Canonical Code Patterns

Minimal, correct snippets. Use these as the basis for generated answers or examples. Each pattern is annotated with the key constraints that make it correct.

1. Entry point (GPU kernel) — minimal

using Hybridizer.Runtime.CUDAImports;

public class MyKernels
{
    // [EntryPoint] = CUDA __global__: called from host, runs on device
    [EntryPoint]
    public static void VectorAdd(float[] a, float[] b, float[] c, int n)
    {
        // Grid-stride loop: handles any n regardless of grid size
        for (int i = threadIdx.x + blockDim.x * blockIdx.x;
             i < n;
             i += blockDim.x * gridDim.x)
        {
            c[i] = a[i] + b[i];
        }
    }
}

Key constraints:

Class must be a regular class, not static class — HybRunner.Wrap needs an instance.
Always use a grid-stride loop (i += blockDim.x * gridDim.x) — never assume the grid covers n exactly.
threadIdx, blockIdx, blockDim, gridDim are Hybridizer builtins; no import needed.

2. Device helper (`[Kernel]`)

// [Kernel] = CUDA __device__: called only from device code
[Kernel]
public static float Clamp(float x, float lo, float hi)
{
    // Use System.Math, NOT MathF — MathF aborts the transcoder
    return (float)System.Math.Min(System.Math.Max((double)x, (double)lo), (double)hi);
}

Key constraint: Never use MathF.* in device code.

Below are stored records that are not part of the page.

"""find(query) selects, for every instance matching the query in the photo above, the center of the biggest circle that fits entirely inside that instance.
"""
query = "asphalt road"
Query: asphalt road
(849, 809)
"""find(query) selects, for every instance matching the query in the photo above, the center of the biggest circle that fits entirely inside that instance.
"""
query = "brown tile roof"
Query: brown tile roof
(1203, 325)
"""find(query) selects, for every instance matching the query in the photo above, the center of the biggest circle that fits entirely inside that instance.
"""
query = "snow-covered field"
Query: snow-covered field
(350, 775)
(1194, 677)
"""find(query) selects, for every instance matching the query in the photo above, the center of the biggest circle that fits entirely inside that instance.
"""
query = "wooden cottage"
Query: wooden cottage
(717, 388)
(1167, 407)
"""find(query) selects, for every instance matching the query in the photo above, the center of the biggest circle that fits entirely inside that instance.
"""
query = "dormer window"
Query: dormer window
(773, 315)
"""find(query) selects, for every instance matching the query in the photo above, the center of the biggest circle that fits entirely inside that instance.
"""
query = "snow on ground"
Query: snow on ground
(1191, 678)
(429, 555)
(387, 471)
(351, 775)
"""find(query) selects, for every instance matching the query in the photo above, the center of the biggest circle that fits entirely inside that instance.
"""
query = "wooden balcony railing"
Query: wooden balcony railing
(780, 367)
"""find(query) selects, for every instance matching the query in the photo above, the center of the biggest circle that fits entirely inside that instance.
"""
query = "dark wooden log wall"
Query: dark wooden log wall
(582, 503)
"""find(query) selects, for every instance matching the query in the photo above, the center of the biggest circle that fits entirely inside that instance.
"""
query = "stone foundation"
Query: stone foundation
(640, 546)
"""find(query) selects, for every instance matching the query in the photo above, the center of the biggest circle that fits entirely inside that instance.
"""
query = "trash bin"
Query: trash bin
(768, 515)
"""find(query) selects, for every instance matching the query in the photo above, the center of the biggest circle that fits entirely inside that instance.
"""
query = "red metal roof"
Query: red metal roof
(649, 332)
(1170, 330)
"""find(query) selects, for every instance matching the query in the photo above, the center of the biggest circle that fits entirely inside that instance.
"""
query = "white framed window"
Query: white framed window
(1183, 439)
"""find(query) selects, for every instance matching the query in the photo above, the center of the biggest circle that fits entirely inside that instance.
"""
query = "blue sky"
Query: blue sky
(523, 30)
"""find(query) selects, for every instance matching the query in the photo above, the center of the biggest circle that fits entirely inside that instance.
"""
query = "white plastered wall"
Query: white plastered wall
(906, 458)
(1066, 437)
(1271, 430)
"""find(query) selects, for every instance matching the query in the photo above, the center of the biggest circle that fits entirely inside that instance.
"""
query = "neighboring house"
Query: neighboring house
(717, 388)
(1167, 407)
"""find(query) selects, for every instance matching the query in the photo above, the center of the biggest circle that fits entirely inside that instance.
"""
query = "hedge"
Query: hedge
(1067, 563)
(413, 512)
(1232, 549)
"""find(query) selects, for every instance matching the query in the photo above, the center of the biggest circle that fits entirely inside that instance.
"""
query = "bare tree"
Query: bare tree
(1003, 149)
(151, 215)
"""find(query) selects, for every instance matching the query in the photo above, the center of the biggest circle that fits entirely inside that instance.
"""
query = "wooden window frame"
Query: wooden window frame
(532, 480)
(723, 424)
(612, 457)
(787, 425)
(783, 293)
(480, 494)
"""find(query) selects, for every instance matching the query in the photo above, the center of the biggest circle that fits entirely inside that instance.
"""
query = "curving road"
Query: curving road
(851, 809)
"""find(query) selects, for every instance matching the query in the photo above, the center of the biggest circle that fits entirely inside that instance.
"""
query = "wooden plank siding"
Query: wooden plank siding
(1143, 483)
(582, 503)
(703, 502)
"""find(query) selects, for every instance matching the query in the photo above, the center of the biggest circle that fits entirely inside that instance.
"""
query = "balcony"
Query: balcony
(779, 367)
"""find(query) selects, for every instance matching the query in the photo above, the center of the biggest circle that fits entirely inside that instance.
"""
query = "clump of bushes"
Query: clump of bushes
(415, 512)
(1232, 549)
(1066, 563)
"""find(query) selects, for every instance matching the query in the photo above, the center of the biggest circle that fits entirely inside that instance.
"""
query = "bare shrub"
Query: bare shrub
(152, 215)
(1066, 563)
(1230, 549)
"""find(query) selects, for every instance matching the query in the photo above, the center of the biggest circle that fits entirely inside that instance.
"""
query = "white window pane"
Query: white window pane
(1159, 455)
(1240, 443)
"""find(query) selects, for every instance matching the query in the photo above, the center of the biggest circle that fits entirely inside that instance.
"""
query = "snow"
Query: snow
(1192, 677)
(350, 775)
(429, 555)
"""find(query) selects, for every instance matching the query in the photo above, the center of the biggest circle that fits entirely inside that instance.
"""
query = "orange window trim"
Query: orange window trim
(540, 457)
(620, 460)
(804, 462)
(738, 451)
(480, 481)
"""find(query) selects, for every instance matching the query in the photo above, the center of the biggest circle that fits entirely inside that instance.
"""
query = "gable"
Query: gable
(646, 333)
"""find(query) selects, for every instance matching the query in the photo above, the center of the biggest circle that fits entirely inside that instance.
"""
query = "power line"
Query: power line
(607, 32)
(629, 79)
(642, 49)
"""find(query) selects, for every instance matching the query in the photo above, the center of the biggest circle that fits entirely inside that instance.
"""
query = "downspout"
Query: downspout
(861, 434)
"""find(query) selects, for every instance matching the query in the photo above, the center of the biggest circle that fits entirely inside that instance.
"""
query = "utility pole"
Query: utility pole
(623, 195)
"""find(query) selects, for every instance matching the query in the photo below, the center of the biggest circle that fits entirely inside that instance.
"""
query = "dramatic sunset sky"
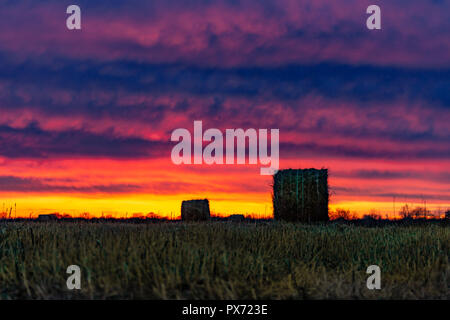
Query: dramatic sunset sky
(86, 116)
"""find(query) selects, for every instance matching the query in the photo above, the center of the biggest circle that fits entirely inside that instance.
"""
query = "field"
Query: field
(223, 260)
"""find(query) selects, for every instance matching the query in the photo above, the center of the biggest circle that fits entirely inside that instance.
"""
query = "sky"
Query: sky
(86, 115)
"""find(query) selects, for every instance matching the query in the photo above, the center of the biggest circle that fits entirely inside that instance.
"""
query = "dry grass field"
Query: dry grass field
(223, 260)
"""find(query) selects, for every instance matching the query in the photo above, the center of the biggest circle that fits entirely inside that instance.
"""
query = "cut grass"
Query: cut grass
(222, 260)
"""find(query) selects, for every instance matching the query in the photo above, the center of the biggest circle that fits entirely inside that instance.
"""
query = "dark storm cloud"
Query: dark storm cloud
(33, 142)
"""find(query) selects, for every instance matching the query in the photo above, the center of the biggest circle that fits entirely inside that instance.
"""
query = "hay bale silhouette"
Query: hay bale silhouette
(47, 217)
(300, 195)
(195, 210)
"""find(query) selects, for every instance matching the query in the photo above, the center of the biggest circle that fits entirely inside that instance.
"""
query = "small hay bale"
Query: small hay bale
(236, 218)
(300, 195)
(195, 210)
(47, 217)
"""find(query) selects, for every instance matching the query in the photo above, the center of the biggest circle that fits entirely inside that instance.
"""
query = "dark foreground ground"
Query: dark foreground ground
(224, 260)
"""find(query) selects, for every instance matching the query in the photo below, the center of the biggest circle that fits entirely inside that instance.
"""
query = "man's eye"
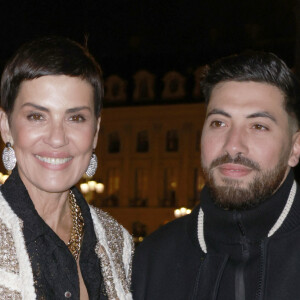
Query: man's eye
(259, 127)
(77, 118)
(217, 124)
(35, 117)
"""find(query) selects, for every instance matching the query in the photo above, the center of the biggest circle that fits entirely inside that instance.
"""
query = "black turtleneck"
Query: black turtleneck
(239, 234)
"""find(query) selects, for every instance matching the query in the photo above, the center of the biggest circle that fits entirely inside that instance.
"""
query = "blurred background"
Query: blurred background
(153, 54)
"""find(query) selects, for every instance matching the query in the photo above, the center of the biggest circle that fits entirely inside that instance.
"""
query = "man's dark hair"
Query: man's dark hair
(255, 66)
(50, 56)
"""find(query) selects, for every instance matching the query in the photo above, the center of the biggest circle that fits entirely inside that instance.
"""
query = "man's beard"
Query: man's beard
(232, 196)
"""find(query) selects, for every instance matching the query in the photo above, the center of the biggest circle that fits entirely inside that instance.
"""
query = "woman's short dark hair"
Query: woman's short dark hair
(50, 56)
(259, 67)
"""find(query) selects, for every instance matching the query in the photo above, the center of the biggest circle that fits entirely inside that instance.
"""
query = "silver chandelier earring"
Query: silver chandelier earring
(91, 170)
(9, 157)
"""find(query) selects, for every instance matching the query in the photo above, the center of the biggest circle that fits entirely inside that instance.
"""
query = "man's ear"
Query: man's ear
(4, 127)
(295, 151)
(96, 133)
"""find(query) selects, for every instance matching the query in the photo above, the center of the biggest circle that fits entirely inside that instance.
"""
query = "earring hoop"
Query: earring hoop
(91, 170)
(9, 157)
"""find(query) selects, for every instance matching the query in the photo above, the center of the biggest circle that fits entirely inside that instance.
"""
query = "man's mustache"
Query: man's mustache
(236, 160)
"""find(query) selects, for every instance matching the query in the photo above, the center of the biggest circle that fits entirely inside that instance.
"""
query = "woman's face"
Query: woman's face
(53, 130)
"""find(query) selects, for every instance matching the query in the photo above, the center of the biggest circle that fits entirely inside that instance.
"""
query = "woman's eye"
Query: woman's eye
(77, 118)
(35, 117)
(217, 124)
(259, 127)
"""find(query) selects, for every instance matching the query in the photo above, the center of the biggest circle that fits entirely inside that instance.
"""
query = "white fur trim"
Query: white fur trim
(100, 233)
(25, 284)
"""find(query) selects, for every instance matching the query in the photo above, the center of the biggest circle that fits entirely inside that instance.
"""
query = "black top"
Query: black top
(241, 263)
(54, 268)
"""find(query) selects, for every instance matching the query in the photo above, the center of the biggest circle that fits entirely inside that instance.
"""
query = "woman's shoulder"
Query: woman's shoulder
(107, 223)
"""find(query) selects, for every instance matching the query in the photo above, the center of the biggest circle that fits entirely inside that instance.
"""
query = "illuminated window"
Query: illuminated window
(140, 187)
(113, 187)
(142, 144)
(114, 142)
(170, 185)
(198, 139)
(172, 141)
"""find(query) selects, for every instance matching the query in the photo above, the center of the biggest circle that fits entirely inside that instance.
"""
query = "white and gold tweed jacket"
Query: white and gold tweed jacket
(114, 248)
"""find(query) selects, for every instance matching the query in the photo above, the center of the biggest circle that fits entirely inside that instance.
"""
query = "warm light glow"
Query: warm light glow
(180, 212)
(99, 188)
(84, 187)
(177, 213)
(4, 177)
(92, 185)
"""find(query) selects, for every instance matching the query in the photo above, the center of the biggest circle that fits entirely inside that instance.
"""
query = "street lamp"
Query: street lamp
(180, 212)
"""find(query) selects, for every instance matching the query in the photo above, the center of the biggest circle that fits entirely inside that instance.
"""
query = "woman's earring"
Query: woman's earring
(91, 170)
(9, 157)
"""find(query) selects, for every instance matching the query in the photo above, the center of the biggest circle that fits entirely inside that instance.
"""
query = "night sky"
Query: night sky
(159, 35)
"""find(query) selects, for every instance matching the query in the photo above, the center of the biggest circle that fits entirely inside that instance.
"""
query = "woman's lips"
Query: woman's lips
(54, 162)
(234, 170)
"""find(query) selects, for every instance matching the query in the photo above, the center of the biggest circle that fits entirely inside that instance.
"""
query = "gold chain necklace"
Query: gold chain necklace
(75, 241)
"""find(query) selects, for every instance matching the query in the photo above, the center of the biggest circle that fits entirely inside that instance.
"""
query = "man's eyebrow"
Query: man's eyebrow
(216, 111)
(262, 114)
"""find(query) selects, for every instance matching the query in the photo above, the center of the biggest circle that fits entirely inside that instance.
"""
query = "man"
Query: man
(243, 241)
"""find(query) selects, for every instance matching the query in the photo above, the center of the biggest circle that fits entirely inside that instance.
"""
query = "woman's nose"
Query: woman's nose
(56, 136)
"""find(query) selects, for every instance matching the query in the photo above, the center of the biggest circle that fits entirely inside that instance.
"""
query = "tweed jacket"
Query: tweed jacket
(114, 248)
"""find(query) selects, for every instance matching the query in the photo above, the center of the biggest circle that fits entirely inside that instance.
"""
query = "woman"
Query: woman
(52, 244)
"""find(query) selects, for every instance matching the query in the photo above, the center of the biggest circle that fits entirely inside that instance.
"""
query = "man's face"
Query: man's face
(246, 144)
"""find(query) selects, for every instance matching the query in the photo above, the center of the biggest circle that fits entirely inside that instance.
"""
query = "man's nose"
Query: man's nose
(236, 142)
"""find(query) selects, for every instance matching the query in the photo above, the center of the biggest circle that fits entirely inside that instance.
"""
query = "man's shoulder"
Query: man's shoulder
(177, 233)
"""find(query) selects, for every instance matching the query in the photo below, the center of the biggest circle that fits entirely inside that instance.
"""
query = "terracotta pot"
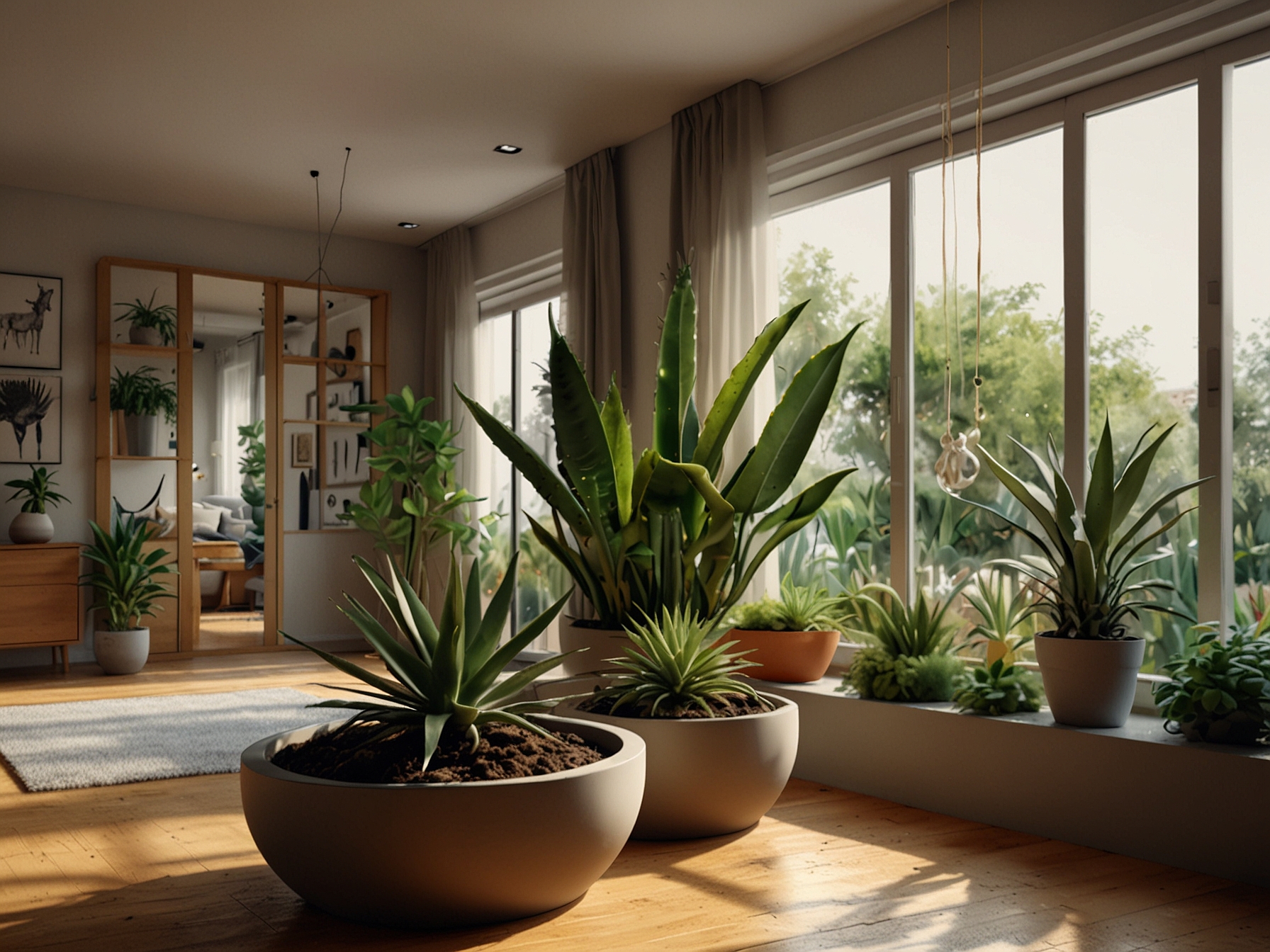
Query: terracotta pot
(787, 657)
(30, 528)
(710, 776)
(601, 644)
(1090, 683)
(445, 854)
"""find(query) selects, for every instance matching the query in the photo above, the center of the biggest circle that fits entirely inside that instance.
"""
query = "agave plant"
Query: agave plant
(667, 531)
(676, 664)
(447, 676)
(1087, 561)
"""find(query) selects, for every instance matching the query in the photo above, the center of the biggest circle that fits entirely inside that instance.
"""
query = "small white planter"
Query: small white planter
(122, 652)
(445, 854)
(710, 776)
(30, 528)
(1090, 683)
(601, 644)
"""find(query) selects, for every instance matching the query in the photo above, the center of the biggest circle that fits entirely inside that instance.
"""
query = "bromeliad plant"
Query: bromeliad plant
(1215, 692)
(447, 672)
(678, 665)
(668, 531)
(1087, 561)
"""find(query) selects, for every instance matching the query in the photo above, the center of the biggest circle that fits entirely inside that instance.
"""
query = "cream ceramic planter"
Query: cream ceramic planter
(1089, 683)
(601, 644)
(122, 652)
(445, 854)
(710, 776)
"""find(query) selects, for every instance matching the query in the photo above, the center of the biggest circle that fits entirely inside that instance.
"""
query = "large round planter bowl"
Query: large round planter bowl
(601, 644)
(710, 776)
(434, 856)
(30, 528)
(1090, 683)
(787, 657)
(122, 652)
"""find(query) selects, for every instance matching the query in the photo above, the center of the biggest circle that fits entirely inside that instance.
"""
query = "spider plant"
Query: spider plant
(446, 674)
(1087, 561)
(676, 665)
(665, 530)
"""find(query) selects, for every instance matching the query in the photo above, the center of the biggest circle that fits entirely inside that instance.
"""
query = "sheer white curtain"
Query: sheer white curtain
(591, 299)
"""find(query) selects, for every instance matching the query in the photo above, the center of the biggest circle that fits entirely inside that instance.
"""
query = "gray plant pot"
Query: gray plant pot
(1090, 683)
(30, 528)
(710, 776)
(142, 434)
(122, 652)
(446, 854)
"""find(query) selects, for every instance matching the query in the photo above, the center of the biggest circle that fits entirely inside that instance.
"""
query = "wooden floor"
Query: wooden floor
(169, 865)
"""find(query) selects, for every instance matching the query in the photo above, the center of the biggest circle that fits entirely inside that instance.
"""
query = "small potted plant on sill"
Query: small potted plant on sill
(141, 395)
(909, 647)
(128, 591)
(32, 524)
(444, 801)
(667, 530)
(1086, 569)
(719, 753)
(790, 640)
(152, 325)
(1220, 692)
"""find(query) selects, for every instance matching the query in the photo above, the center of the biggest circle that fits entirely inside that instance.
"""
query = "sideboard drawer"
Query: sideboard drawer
(40, 615)
(37, 565)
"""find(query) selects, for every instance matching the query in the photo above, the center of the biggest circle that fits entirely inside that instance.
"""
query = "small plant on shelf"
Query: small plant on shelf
(159, 320)
(997, 689)
(909, 654)
(1220, 692)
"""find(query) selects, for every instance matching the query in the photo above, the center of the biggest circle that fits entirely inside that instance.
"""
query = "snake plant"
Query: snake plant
(447, 676)
(1087, 561)
(665, 530)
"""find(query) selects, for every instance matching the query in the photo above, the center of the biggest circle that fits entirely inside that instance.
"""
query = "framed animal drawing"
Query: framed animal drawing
(30, 419)
(30, 322)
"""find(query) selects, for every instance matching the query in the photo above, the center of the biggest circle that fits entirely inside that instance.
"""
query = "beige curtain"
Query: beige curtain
(719, 222)
(591, 298)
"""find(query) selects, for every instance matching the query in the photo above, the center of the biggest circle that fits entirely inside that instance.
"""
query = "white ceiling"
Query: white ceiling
(221, 107)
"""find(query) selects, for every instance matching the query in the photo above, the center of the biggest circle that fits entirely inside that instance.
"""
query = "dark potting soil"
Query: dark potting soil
(723, 706)
(505, 752)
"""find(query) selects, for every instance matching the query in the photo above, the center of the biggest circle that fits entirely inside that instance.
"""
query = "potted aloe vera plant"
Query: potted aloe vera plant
(1086, 570)
(719, 753)
(670, 528)
(790, 640)
(444, 800)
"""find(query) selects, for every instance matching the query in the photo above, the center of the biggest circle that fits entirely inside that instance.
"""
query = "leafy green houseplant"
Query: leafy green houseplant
(1086, 572)
(415, 508)
(909, 654)
(1220, 692)
(128, 591)
(154, 325)
(670, 528)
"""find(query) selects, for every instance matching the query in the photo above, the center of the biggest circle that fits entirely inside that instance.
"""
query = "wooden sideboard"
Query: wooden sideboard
(40, 597)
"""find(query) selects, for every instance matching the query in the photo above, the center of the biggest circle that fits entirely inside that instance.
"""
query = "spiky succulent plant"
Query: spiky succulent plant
(449, 674)
(676, 664)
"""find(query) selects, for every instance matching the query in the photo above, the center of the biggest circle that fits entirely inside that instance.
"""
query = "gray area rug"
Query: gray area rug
(123, 740)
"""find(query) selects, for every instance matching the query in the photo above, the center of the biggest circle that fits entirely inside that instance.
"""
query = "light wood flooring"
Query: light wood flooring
(169, 865)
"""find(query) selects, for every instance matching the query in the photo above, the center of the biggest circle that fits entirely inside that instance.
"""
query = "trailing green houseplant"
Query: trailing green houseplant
(670, 530)
(160, 322)
(1220, 692)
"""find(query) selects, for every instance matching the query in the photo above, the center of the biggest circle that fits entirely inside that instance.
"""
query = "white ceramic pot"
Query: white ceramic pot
(710, 776)
(1090, 683)
(601, 644)
(445, 854)
(30, 528)
(122, 652)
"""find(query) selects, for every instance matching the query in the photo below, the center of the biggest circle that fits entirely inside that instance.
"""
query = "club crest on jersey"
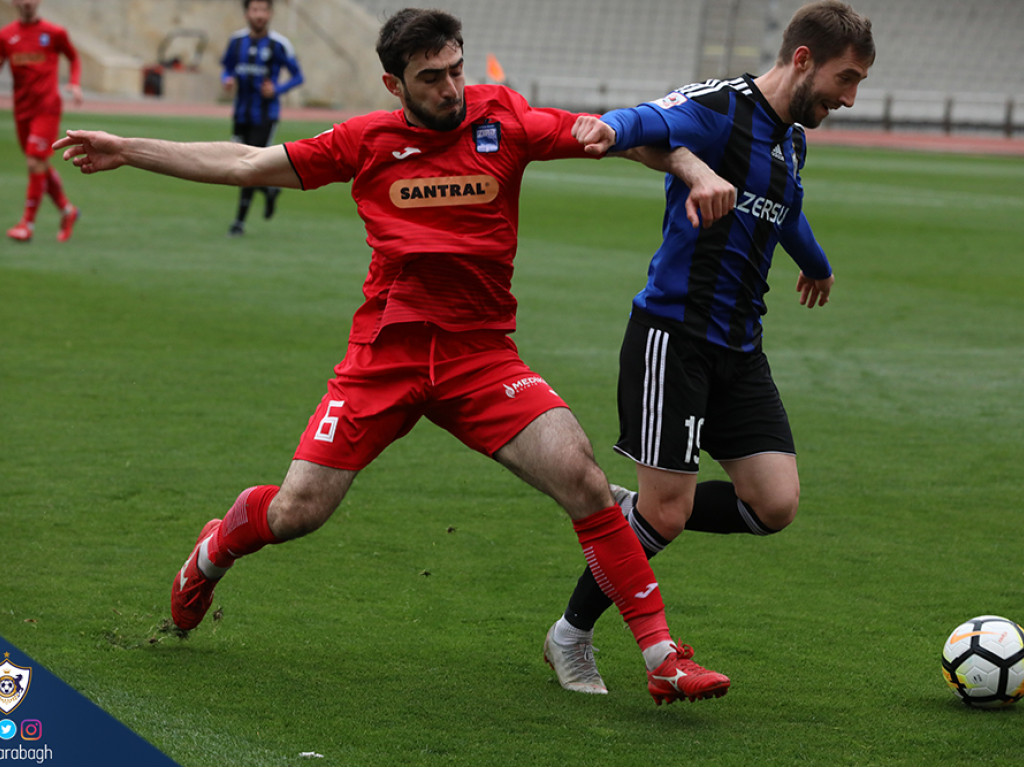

Always use (float)System.Math.X(double).

3. Host launch — minimal

using Hybridizer.Runtime.CUDAImports;

// Load the satellite DLL (built by nvcc from Hybridizer output)
dynamic wrapped = HybRunner.Cuda("MyProject_CUDA.dll").Wrap(new MyKernels());

float[] a = new float[N], b = new float[N], c = new float[N];
// ... fill a and b ...

// SetDistrib(gridSize, blockSize): both are int or dim3
wrapped.SetDistrib(gridSize, blockSize).VectorAdd(a, b, c, N);

// c[] now contains the result (marshalled back from device automatically)

Key constraints:

HybRunner.Cuda(dllName) searches for the satellite next to the executing assembly.
SetDistrib must be called before the kernel; it returns the same wrapped for chaining.
Arrays are automatically copied to device before the call and back to host after, unless wrapped in FloatResidentArray.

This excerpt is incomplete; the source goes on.